There is also a positive change in tone. The dividend for the first quarter itself is much lower than the unusual distribution for the fourth quarter of 2025: NIS 2 million, equal to 36% of company-attributable net profit before equity income for the quarter, compared with NIS 10 million that represented 360% of the comparable fourth-quarter profit measure. That does not remove the cash question, but it softens the concern that the company is determined to distribute at almost any cost.

Kislov is the strong asset in the quarter, but it also requires a separation between profit and cash. Revenue was almost unchanged at NIS 54.2 million, gross margin jumped to 31.1%, and net profit rose to NIS 9.4 million from NIS 6.2 million in the parallel quarter. At the same time, operating cash flow fell to only NIS 0.8 million, mainly because inventory increased by NIS 37.4 million. Against that, suppliers rose by NIS 31.3 million and short-term bank credit increased by NIS 10.8 million.

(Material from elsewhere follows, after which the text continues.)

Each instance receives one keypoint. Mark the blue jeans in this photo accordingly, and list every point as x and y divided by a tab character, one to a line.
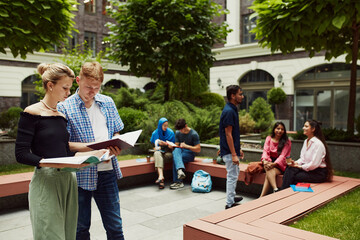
108	202
181	156
231	179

This is a subtle point. Kislov's dividend is exactly what gives the parent access to cash from a non-consolidated holding. In the first quarter, Shnapp received NIS 5.5 million from Kislov, more than in the parallel quarter. But if Kislov continues distributing while building inventory and increasing short-term credit, investors need to see that the inventory actually rolls into sales and collection. Otherwise, Kislov's profit will remain strong in the statements, but its cash contribution to the parent will be less comfortable than the dividend line suggests.

Conclusion

The first quarter improves Shnapp's starting point for 2026, but it does not finish the work. The battery activity looks stronger, mainly through a combination of volume, used-battery sales, and lower purchase costs. Kislov remains the important profit and dividend source, but its inventory build and short-term credit increase require close monitoring. Adi is the main constraint: if the recovery from mid-March onward appears in the next report, the quarter can be read as an unusual security-driven setback. If not, 2025 will look less like a cleanup year and more like the beginning of a deeper decline in the holding.

The point that will change the market read over the next few quarters is not only another high net-profit number. The company needs to show that the battery margin holds without unusual currency support, that Kislov converts inventory into sales and cash, that Adi returns at least to operating break-even, and that distributions remain connected to cash after investments, leases, credit repayment, and cash received from equity-method companies. Until that happens, the first quarter is a real improvement, but not a full turning point.